このような結びから、次の作業や活動をおこしているわけである。もし挨拶や握手という結びがないままに、作業や活動をしても、うまくいかないだろうし、いぶかしがられるはずである。例えば、ドロボーさん、ひったくりさんなどは、この結びを省いているから、問題なのである。

合気道修行の最終ゴールは、宇宙との一体化である、といわれている。宇宙と結ぶことである。そのためにも、まず相対稽古の相手と結ぶこと、が重要である。稽古の相手と結ぶことができなければ、宇宙などと結ぶことなどできるわけがないだろう。まずは、稽古相手と結ばなければ始まらない。

稽古相手と結べるようになってくると、道場の外のものとも結べるようになってくるだろう。人はもちろん、木や草花、小鳥や虫、月や太陽、石などなど、万有万物とである。
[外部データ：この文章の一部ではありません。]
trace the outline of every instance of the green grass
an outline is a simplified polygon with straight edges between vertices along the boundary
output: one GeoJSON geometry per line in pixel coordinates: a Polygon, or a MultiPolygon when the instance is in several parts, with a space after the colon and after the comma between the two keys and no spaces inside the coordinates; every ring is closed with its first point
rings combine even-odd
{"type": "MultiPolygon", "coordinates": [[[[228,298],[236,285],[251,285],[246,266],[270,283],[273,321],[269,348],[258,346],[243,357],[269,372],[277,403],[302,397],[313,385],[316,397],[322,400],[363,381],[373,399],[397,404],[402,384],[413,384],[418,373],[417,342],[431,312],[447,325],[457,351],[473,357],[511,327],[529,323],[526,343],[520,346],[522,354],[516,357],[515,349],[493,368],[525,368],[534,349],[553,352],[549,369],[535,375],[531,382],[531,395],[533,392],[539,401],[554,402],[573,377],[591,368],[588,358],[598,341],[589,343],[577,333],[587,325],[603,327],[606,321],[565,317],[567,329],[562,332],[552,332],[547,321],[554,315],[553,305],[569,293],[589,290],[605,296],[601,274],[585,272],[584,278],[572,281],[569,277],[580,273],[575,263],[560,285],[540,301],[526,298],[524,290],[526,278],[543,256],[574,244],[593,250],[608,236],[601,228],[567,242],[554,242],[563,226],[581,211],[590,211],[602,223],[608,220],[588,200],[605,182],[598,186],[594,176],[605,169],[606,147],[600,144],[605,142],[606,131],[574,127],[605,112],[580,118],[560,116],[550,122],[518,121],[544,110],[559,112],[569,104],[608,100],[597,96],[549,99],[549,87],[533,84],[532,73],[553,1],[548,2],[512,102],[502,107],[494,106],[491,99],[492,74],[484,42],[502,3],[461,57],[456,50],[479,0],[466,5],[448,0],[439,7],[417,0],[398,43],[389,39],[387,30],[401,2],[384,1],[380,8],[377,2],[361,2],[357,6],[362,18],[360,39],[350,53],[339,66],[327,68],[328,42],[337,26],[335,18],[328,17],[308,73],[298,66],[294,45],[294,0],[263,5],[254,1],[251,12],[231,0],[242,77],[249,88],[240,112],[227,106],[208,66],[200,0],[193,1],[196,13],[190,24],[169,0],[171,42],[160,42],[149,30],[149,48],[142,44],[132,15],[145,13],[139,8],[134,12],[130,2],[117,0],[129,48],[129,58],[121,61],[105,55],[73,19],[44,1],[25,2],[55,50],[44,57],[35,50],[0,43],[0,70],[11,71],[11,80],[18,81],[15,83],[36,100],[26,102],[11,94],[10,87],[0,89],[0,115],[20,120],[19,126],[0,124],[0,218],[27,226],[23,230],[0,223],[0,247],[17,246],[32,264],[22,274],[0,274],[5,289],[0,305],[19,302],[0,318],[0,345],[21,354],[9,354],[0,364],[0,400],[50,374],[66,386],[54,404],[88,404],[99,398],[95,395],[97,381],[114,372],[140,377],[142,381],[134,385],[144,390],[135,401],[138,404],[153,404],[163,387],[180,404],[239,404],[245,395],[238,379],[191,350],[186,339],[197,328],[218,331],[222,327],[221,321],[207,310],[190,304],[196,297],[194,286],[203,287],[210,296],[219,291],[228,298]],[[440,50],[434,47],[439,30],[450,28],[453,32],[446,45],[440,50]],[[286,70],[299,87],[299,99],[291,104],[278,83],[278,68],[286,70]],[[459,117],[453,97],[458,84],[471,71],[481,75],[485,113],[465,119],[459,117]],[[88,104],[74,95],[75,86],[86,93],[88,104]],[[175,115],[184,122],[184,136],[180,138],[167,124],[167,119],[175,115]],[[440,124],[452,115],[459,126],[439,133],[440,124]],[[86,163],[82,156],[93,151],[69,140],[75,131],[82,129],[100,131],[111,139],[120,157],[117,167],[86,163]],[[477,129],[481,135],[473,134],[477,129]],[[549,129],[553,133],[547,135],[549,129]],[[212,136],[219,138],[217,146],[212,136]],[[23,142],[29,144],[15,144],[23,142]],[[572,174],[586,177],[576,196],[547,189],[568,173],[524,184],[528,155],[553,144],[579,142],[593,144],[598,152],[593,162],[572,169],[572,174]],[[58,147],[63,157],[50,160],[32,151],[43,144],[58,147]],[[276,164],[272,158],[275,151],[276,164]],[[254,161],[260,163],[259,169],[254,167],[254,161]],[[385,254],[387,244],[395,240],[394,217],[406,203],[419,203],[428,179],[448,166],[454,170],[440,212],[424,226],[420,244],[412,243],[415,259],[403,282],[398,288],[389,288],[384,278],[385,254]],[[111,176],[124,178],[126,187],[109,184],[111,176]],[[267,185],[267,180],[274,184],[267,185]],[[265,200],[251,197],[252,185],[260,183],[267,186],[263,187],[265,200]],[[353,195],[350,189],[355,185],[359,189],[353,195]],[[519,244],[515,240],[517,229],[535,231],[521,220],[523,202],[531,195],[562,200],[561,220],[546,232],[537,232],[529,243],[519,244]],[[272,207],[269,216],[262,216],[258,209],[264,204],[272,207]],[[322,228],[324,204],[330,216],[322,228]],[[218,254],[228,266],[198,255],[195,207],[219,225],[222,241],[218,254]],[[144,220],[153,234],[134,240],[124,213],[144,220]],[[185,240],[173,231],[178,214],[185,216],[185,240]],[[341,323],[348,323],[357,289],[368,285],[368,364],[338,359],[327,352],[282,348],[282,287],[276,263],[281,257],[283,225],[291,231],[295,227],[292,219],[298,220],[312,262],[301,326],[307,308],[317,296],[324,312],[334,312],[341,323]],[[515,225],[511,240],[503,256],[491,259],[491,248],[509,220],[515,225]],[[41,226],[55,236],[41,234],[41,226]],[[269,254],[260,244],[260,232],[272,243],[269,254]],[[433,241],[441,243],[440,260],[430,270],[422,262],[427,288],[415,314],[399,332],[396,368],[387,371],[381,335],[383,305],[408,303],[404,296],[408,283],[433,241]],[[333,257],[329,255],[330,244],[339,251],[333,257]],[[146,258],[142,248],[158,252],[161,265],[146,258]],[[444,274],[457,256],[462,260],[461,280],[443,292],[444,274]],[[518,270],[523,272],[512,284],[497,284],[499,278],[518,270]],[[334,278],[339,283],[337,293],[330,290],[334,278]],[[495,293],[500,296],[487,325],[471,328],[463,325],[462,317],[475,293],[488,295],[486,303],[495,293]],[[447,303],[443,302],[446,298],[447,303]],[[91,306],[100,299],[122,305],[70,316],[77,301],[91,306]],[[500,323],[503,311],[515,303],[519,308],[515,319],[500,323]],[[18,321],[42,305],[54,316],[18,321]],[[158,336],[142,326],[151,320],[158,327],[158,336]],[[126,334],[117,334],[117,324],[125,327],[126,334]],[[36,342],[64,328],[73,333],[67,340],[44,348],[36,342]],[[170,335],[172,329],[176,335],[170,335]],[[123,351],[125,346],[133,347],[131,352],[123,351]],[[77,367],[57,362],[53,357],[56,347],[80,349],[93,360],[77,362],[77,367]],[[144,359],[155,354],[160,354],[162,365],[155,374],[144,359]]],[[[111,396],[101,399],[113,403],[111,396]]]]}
ここからは、個人的な思索ということになるが、ご了承願いたい。合気道で相手と結ぶようになってからは、万有万物はすべて一つのポチから生まれ出てきたものであり、宇宙の生成化育をお手伝いするために分身分業をしている宇宙家族であり、宇宙兄弟である、と思えるようになってきた。みんな懸命に生きているのだと見えるようになり、みんなに頑張って欲しいと思う慈愛が芽生え、愛、宇宙の愛ということが少しずつ分ってきたようだ。

おそらく、これが合気道の次の結びであり、宇宙との結びの過程ではないかと思う。この結びから、何かが始まるのではないか、と期待しているところである。